LA PAZ - O presidente Evo Morales, da Bolívia, autorizou ontem a petroleira estatal a buscar sócios estrangeiros, sejam estatais ou privados, para iniciarem uma "agressiva política" de exploração de hidrocarbonetos. Um segundo decreto promulgado pelo presidente determinou que a Yacimientos Petrolíferos Fiscales Bolivianos (YPFB) poderá iniciar a exploração de reservas no Norte de La Paz em sociedade com empresas estrangeiras.

Morales havia antecipado na sexta-feira que o sócio para a exploração em La Paz será a estatal Petróleos de Venezuela SA (PDVSA), que já assinou um acordo, embora o decreto promulgado ontem não mencione o fato. "Se a YPFB não tiver recursos econômicos suficientes, poderá associar-se com empresas estatais de todo o mundo e também com empresas transnacionais. E se não houver (interessados) poderá abrir uma licitação", disse em entrevista à imprensa no Palácio Presidencial.

"Queremos acelerar uma política agressiva de exploração", acrescentou o presidente, que em maio do ano passado nacionalizou os hidrocarbonetos e transformou as multinacionais em sócias da YPFB, a estatal que agora tem o controle do setor petroleiro, embora não disponha de capital e tecnologia para assumir a tarefa sozinha, segundo os especialistas. "A Bolívia tem muitas reservas, mas falta explorá-las", acrescentou.

Uma das primeiras tarefas da estatal será quantificar as reservas, depois de contraditórios informes anteriores. Estima-se que as reservas de gás natural do país sejam as segundas maiores da América do Sul, depois das da Venezuela. Sábado, o presidente tomou posse de forma simbólica das refinarias que seu governo recuperou da brasileira Petrobras, embora as negociações para concretizar a transferência devam se prolongar por dois meses. A Bolívia aceitou pagar US$ 112 milhões por essas unidades que haviam sido privatizadas em 1999.

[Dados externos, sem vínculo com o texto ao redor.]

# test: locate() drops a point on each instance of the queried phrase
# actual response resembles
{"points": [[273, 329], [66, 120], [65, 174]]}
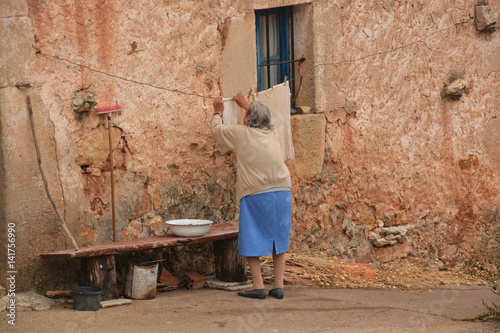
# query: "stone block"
{"points": [[455, 89], [485, 19], [391, 253], [10, 8], [166, 278], [491, 141], [308, 132], [353, 272], [16, 58]]}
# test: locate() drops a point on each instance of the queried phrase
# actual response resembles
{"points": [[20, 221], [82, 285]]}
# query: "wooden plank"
{"points": [[218, 231]]}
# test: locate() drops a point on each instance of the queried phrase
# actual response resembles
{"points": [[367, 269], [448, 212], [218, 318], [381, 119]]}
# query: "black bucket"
{"points": [[86, 298]]}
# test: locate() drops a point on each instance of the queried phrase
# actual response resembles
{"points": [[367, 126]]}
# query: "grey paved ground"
{"points": [[304, 309]]}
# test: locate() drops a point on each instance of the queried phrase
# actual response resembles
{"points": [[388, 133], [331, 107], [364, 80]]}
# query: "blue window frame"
{"points": [[273, 46]]}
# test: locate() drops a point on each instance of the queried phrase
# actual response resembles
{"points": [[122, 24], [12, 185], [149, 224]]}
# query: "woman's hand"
{"points": [[218, 105], [241, 101]]}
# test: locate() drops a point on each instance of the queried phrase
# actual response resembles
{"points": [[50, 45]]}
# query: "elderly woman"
{"points": [[263, 190]]}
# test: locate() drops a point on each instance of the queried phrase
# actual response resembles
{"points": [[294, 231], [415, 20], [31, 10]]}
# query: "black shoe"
{"points": [[277, 293], [255, 293]]}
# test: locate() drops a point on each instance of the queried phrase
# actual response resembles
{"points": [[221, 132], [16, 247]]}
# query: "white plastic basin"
{"points": [[189, 227]]}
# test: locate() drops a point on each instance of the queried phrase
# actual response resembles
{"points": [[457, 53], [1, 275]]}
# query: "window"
{"points": [[272, 46]]}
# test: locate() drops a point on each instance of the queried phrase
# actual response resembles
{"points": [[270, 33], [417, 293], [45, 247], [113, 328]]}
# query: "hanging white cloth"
{"points": [[230, 112], [277, 99]]}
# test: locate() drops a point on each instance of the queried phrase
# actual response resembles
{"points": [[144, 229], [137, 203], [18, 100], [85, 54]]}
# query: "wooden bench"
{"points": [[99, 260]]}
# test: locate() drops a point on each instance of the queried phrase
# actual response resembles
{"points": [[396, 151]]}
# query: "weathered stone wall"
{"points": [[383, 148], [402, 153]]}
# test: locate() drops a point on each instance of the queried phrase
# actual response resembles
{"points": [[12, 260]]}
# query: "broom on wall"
{"points": [[39, 160]]}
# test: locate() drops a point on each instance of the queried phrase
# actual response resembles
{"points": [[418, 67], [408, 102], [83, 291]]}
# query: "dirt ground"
{"points": [[325, 296], [304, 309]]}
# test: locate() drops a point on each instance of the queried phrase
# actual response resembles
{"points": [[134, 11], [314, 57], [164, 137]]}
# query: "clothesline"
{"points": [[40, 52]]}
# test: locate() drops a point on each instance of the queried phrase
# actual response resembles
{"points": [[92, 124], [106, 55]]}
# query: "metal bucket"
{"points": [[141, 280]]}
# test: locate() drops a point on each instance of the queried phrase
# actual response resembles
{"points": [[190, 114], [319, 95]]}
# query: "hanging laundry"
{"points": [[277, 99], [230, 112]]}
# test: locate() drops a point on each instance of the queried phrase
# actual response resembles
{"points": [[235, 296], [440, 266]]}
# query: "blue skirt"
{"points": [[265, 221]]}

O governante reconheceu que os investimentos das empresas que aceitaram assinar novos contratos podem demorar, pelo que decidiu "acelerar" a exploração buscando outros sócios.
A Bolívia produz diariamente cerca de 27 milhões de metros cúbicos de gás. O país exporta 26 milhões de metros cúbicos/dia para o Brasil, 5,5 milhões para a Argentina e o restante vai para o mercado local. Mas a Bolívia tem compromissos para aumentar o volume de exportação e, portanto, precisa de forma urgente aumentar a produção. A nacionalização determinada pelo governo paralisou os investimentos no setor.

COMENTANDO A NOTICIA: Alguém poderia avisar ao índio canalha que cretinice tem lugar e hora: primeiro tomou a força as refinarias e estatizou as explorações, sem pagar ou remunerar convenientemente os investimentos realizados que seu país, rasgando contratos e ameaçando a tudo e todos. Agora que contar com a “compreensão” dos investidores para aplicarem dinheiro num país que não é merecedor de confiança ? Vá se danar, Evo Morales!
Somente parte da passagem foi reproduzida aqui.